I’d also been reflecting on using QR codes within the school for an iPod treasure hunt and we had both realised that the lack of a camera on the iPod Touch 3G made this tricky. Tricky but not impossible. The BeeTagg Reader Pro app (currently free) can read QR codes (and other types) from the iPod Photo Library!

I had successfully tried this app before but wanted to know if I could put more information into the image containing the QR code. This would allow the pupils to be able to differentiate between them in the Photo Library. I tried adding some text underneath the QR code and transferred this image to the Photo Library.

It worked! However the text is a little difficult to read on the small screen, especially when you only have the smaller tile view of the Photo Library. So next I tried colour-coding the QR code images.

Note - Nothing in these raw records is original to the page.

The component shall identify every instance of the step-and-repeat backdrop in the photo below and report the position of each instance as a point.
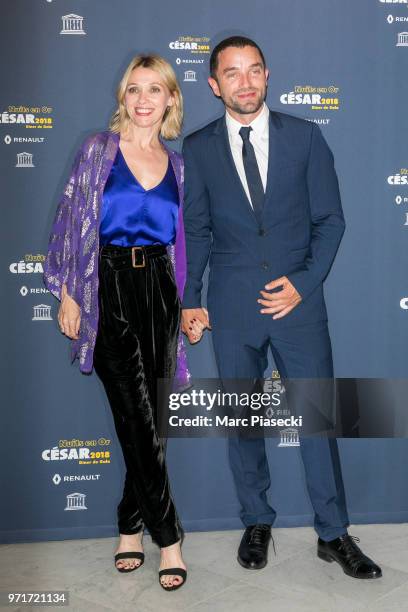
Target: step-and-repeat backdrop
(340, 64)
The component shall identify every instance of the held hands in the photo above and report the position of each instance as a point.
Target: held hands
(69, 315)
(193, 323)
(279, 303)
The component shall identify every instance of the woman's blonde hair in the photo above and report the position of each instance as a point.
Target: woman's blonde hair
(173, 116)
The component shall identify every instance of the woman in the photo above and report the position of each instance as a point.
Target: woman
(116, 260)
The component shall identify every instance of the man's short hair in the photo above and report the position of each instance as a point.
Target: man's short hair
(232, 41)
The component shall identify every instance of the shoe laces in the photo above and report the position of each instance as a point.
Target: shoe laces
(257, 536)
(352, 552)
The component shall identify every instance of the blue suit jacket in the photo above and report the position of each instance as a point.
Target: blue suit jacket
(298, 235)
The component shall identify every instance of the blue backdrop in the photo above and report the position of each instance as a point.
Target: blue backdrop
(62, 471)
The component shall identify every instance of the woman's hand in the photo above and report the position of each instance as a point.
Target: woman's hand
(69, 315)
(193, 323)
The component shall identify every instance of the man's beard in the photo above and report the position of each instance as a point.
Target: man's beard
(246, 108)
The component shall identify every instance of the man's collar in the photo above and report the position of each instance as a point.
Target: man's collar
(260, 124)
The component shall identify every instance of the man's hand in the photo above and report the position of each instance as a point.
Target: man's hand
(193, 323)
(69, 315)
(279, 303)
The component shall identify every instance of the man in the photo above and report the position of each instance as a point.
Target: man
(262, 202)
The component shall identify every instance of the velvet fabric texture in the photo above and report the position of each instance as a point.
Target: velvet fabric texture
(136, 344)
(72, 256)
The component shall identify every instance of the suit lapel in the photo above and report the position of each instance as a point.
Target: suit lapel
(227, 162)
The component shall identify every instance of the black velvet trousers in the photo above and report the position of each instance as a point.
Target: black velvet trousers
(139, 318)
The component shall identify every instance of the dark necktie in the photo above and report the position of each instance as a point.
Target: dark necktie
(252, 172)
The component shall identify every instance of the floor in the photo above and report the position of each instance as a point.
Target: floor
(295, 579)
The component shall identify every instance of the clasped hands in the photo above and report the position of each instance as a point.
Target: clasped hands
(277, 303)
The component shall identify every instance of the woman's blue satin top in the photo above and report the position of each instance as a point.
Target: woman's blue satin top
(132, 215)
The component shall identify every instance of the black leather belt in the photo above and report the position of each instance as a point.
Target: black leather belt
(131, 257)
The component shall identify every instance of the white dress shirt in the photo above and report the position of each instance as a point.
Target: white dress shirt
(259, 137)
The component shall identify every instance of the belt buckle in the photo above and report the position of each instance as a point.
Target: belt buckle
(134, 264)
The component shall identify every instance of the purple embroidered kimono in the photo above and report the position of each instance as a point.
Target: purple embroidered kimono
(73, 249)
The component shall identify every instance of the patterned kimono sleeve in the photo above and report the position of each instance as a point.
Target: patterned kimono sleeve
(61, 263)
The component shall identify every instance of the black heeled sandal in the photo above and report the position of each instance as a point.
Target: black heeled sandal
(174, 571)
(129, 555)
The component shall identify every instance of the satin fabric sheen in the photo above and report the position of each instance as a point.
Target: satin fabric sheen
(132, 215)
(137, 344)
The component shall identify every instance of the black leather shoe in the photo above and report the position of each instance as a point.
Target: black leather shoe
(253, 550)
(345, 551)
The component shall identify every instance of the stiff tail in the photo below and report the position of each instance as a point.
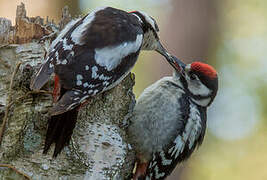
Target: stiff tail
(60, 129)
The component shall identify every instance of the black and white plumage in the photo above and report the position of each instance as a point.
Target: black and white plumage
(91, 55)
(169, 119)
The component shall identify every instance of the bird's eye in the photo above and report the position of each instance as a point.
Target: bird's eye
(192, 76)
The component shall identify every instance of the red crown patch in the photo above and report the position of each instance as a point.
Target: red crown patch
(205, 69)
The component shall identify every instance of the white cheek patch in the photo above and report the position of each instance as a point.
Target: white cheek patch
(149, 19)
(197, 88)
(149, 43)
(111, 57)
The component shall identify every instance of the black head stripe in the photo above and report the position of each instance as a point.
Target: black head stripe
(145, 25)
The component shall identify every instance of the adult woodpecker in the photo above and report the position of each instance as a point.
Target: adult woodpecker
(91, 55)
(169, 119)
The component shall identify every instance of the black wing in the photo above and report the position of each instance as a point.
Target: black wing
(165, 161)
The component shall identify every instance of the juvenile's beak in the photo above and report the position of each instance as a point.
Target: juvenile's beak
(179, 65)
(176, 63)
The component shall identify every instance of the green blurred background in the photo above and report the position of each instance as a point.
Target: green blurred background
(231, 36)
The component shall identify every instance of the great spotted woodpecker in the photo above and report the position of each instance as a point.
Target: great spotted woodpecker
(91, 55)
(169, 119)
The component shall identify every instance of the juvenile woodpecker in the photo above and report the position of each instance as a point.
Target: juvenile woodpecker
(91, 55)
(169, 119)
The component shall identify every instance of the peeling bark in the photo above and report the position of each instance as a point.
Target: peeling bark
(98, 148)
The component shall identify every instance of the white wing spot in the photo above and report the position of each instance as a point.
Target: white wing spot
(111, 57)
(79, 83)
(51, 65)
(79, 77)
(191, 133)
(64, 62)
(105, 83)
(66, 46)
(94, 72)
(96, 91)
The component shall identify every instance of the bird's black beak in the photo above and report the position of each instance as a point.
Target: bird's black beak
(176, 63)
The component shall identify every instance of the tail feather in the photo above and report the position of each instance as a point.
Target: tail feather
(60, 129)
(42, 75)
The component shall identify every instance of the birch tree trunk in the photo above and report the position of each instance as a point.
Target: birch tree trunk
(98, 148)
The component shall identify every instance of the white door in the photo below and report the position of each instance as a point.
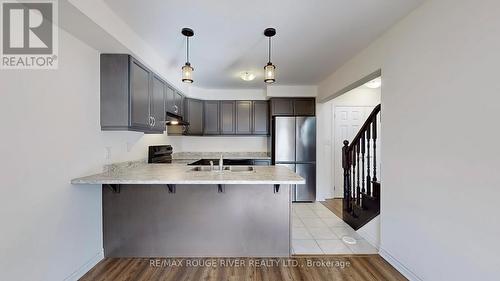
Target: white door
(347, 122)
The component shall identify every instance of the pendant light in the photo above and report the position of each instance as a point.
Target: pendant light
(187, 69)
(269, 69)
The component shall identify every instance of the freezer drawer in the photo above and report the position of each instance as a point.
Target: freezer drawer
(292, 168)
(305, 134)
(307, 191)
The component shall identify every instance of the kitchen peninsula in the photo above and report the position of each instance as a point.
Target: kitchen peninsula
(174, 210)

It worked as well! I imagine that colour-coded or labelled QR codes could be printed out and placed in appropriate locations (either in the forest or within the school. Or even within your classroom!). The pupils could match up the QR code to the ones pre-stored in the Photo Library and then access the material on their mobile device. This method also enables use of mobile devices with cameras, so has longevity if planned correctly. The material linked to the QR codes can also be modified without having to reprint the labels so resources can be tweaked to improve pupil learning at will.

There are more pressing concerns as to how the content will be stored on the iPods or accessed from within a forest (I imagine you’ll need a 3G signal for internet access unless you can set up some kind of adhoc wifi network in the trees!) but allowing pupils to access this content quickly means mobile devices already have a significant benefit to classroom teachers.